In the last 14 weeks, I have felt every emotion you could possibly name.  I think that having a baby is the biggest life-changing event anyone goes through, and it’s impossible to prepare for it mentally and emotionally.  No matter how many babies I have been around growing up, there was no possible way to prepare for having to care for a baby 24/7.  It’s hard.  And with Oliver’s arrival and the immediate adjustment, came a lot of different emotions.

However, this post isn’t about everything I have felt and the roller coaster I have been on over the last 3 months.  This post is about something that I said yesterday during my daily conversation with my mom…

“I am the happiest I have ever been.”

At first, I was a little shocked that came out of my mouth… how could that be?  How dare I?  Shouldn’t I never be as happy as I was before Maya died?  Shouldn’t there be a perpetual sadness that looms overhead?  In that moment, I gave myself permission.  Permission for the above statement to be true.  It is true.  And it’s OK.

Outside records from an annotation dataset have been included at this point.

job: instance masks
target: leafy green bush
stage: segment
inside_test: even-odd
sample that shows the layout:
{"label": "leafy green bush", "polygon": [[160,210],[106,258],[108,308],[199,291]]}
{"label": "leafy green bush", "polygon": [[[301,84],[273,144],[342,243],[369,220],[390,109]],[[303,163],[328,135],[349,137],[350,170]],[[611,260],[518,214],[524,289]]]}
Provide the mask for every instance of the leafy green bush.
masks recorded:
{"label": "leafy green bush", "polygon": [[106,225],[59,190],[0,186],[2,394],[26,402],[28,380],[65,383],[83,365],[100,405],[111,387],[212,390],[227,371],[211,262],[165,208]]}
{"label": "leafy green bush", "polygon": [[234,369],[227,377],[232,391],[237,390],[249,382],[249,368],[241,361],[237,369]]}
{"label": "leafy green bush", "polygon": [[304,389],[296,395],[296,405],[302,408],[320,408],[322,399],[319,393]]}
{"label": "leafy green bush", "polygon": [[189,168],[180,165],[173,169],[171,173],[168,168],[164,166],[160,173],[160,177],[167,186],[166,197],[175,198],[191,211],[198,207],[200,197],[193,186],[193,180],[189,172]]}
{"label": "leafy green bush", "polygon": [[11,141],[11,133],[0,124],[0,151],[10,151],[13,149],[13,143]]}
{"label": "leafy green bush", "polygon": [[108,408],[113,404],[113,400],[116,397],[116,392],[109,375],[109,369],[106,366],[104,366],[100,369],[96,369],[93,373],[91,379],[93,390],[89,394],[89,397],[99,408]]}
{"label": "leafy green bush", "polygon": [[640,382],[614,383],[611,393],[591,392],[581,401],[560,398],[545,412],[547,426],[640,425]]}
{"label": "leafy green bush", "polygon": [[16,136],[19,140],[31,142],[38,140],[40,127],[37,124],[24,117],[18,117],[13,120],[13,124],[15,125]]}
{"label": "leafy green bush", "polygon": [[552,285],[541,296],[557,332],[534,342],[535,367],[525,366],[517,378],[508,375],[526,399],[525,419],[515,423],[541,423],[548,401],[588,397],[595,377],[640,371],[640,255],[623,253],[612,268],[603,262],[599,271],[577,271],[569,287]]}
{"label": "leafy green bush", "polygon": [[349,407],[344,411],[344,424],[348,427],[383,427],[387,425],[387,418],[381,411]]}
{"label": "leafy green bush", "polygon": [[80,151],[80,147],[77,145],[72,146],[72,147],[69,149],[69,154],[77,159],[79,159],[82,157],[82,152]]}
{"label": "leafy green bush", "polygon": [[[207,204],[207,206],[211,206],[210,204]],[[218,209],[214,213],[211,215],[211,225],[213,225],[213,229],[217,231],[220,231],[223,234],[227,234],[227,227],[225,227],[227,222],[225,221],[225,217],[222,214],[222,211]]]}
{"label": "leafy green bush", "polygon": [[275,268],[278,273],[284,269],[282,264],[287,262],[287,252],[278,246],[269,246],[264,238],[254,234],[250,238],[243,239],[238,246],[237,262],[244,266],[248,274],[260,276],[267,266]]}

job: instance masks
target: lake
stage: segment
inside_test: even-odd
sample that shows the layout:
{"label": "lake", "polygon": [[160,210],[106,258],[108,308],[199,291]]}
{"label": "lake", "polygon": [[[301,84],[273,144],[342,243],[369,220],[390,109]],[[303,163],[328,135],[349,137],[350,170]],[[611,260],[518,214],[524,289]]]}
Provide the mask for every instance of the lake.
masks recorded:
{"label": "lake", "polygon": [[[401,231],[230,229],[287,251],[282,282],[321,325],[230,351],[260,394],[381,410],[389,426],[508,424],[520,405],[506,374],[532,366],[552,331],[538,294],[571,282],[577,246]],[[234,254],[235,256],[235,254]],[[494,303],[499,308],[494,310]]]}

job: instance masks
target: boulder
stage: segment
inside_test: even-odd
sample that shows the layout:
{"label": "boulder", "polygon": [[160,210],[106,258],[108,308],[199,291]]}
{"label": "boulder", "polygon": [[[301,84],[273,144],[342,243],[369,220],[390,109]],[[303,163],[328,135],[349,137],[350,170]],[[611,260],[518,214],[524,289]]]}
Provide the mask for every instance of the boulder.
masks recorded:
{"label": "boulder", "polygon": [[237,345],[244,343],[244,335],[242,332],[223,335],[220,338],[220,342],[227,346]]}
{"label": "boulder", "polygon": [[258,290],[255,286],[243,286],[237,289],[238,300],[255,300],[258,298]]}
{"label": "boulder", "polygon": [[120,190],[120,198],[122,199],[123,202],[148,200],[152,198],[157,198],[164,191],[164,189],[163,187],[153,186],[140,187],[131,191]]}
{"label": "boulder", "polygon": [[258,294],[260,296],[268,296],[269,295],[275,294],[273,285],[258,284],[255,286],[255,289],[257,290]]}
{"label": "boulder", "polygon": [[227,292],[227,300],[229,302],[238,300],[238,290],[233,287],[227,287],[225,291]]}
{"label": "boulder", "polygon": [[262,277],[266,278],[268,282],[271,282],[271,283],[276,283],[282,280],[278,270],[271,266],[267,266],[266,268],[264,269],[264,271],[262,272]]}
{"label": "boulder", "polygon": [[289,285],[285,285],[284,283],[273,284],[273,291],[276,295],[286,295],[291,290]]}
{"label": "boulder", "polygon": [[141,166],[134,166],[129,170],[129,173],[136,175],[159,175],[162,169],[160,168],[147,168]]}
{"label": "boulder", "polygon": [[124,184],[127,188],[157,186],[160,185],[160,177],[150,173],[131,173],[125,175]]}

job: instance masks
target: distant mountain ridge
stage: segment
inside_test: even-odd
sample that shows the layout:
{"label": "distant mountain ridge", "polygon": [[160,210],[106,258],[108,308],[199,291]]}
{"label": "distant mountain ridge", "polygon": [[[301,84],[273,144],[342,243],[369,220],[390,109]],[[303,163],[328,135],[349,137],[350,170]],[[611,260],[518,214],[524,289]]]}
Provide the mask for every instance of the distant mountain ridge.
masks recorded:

In the days following Maya’s death, a dear friend sent me a message.  She had experienced a similar loss one year prior.  She told me that any feeling I had was normal as long as it did not pose a danger to myself or others.  This advice has stuck with me since then and I repeat this mantra to myself nearly every day.  Throughout the process of grieving the loss of Maya, which I continue to do, I would remember these words through bouts of anger, frustration, disbelief, and happiness.  Now, my grief looks different.  I am no longer defined by my loss as I was in the months immediately following it.  The grief, though still with me, has quieted down.  And with that comes feelings of guilt.  I have felt guilty for feeling happy and I have felt guilty for feeling tired and frustrated when up in the middle of the night.

Today, I am liberating myself and will no longer feel guilt.  I am giving myself permission to be happy.  And permission to not be happy all the time.  I am replaying my friend’s words in my head as they still hold true.  What I have realized is that attempting to rationalize my feelings, whether they be positive or negative, is a waste of time.

Oliver is amazing.  He brings me so much joy and hope for the future.  I cherish every day that I have with him and am grateful for what my life has become.

I need to believe that Maya is proud of me.  I need to believe that she is OK with the fact that I do not grieve full time as I once did.  I need to believe that she wants me to live on and be the best Mommy to Oliver that I can be.  I wish she were here… she’d be a wonderful big sister.